Le dioxyde de titane ne sera finalement pas interdit

Suite aux alertes de la société civile, fin août 2017, le gouvernement français a rappelé aux industriels leurs obligations de transparence et d'étiquetage sur la présence de nanomatériaux manufacturés dans les produits de consommation.

De plus, le gouvernement français a demandé en février 2018 à la Commission européenne de suspendre l’utilisation du dioxyde de titane et de réévaluer ses impacts. L'agence européenne pour la sécurité alimentaire (EFSA) avait alors été saisie, mais son avis rendu fin juin 2018 sur la base de 4 études scientifiques, a conclu à de grandes incertitudes qui ne méritent pas un nouvel avis sur la question...

L'article 53 de la loi agriculture et alimentation débattue et votée le 28 mai 2018 avait confirmé la suspension de l'additif de dioxyde de titane E171 ainsi que les denrées alimentaires en contenant.
Que nenni ! Le 10 janvier 2019, le Ministre de l'Économie et des Finances Bruno Lemaire a exclu de signer l'arrêté permettant la suspension immédiate du E171. Il a justifié sa décision par « des évaluations différentes » de la dangerosité du colorant.
Pour Me Emile Meunier, avocat spécialisé en droit de l'environnement : "La loi française impose au ministre de suspendre l'utilisation du dioxyde de titane (ou E171), et le droit européen l'y autorisait. Le ministre a donc pris une décision politique qui n'était en rien dictée par des considérations juridiques".

Pour l'association Agir pour l'Environnement, "ce refus de signer l’arrêté d’interdiction du dioxyde de titane revient tout à la fois à ne pas respecter le vote des parlementaires et rejeter le principe de précaution, pourtant inscrit en préambule de la Consultation française."

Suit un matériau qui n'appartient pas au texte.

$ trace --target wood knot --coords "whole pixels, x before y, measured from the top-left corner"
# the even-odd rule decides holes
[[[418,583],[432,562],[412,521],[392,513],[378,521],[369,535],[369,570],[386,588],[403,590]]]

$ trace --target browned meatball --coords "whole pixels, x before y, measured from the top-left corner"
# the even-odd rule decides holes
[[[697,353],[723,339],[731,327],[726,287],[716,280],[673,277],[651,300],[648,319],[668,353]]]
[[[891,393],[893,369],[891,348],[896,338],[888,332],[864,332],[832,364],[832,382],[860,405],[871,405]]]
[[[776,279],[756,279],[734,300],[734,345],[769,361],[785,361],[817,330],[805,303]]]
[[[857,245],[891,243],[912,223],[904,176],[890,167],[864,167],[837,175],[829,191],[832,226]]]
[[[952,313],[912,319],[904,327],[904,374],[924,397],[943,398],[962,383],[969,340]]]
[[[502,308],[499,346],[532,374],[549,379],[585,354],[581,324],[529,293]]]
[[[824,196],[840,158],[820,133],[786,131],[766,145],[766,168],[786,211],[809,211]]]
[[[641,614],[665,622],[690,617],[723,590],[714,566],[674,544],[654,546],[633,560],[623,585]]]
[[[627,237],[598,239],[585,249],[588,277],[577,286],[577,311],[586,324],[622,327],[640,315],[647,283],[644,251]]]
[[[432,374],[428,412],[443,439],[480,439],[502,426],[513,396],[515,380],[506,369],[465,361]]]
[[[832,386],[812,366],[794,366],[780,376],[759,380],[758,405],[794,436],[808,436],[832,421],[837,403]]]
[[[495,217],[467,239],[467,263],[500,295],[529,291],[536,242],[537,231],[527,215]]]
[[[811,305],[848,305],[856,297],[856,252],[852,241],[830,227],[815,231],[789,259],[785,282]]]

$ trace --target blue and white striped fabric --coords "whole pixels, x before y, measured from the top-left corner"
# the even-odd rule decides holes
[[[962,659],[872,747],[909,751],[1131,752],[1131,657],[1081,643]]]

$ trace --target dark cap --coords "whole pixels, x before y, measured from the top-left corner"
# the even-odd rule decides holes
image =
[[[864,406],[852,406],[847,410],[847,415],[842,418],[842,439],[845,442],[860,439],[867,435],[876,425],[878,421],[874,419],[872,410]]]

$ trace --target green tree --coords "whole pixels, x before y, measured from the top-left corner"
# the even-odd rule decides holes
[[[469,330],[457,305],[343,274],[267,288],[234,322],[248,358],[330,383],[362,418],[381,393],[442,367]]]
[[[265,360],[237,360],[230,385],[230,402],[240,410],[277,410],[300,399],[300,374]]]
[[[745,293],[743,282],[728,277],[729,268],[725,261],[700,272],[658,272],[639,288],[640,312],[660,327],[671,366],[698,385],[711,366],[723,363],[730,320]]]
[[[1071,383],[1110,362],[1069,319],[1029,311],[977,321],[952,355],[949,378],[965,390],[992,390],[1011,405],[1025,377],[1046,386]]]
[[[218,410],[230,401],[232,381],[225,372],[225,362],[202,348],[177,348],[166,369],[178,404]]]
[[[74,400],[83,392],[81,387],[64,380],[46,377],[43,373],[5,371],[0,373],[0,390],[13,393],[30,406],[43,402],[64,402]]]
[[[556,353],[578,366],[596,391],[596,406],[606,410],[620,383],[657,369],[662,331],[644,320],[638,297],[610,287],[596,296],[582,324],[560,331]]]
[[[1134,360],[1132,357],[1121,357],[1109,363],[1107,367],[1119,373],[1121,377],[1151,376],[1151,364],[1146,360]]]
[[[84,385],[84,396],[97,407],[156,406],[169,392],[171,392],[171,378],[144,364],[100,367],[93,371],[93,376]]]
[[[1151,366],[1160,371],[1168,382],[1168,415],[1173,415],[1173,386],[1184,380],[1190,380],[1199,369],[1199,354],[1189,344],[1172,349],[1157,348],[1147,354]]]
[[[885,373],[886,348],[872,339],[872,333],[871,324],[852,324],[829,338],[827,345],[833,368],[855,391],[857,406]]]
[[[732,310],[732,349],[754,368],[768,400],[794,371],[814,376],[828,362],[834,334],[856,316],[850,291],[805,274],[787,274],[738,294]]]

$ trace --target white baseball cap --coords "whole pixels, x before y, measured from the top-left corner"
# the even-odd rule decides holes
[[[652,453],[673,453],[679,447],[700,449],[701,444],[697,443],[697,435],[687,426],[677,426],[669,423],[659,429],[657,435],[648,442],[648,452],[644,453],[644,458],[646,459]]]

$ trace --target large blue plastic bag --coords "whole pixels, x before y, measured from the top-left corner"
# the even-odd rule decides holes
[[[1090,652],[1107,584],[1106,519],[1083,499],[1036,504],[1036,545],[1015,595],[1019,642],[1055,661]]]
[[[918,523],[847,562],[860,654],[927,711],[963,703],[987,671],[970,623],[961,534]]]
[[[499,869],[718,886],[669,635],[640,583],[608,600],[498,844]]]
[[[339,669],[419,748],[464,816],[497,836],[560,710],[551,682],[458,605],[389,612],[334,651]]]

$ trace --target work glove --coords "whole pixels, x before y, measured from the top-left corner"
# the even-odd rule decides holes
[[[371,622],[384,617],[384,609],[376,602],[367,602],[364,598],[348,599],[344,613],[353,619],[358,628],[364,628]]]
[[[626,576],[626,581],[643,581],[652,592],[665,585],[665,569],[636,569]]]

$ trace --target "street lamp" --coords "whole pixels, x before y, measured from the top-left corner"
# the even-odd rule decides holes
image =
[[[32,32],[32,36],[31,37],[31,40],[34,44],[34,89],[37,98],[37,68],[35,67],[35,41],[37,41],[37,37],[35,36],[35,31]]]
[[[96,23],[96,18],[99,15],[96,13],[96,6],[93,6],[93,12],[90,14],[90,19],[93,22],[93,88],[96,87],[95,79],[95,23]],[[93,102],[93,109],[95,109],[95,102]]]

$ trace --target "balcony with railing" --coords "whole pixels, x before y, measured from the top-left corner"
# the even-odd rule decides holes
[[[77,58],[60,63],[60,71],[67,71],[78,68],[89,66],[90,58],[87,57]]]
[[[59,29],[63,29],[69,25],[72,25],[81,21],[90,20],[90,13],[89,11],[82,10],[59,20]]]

Nouveau rebondissement au 11 janvier : Bruno Le Maire revient sur ses propos et s’engage à bel et bien signer l’arrêté tant attendu pour rendre effective la suspension du dioxyde de titane mi-avril. Le ministre a reconnu l’importance de mettre en œuvre le principe de précaution pour protéger la santé des concitoyens et concitoyennes. Les associations présentes – dont Agir pour l’Environnement, foodwatch, Générations Futures – se félicitent de cette clarification de la part du Ministre, même si elles regrettent que cette suspension prenne trois mois supplémentaires. Elles rappellent que chaque jour supplémentaire expose les consommateurs à un potentiel risque cancérogène.

Enfin, aux Etats Unis comme dans l'Union Européenne, le dioxyde de titane est exclu de la filière d'alimentation biologique, vous pouvez donc proposer à vos enfants des bonbons bio qui constituent un substitut intéressant pour les gourmands irréd.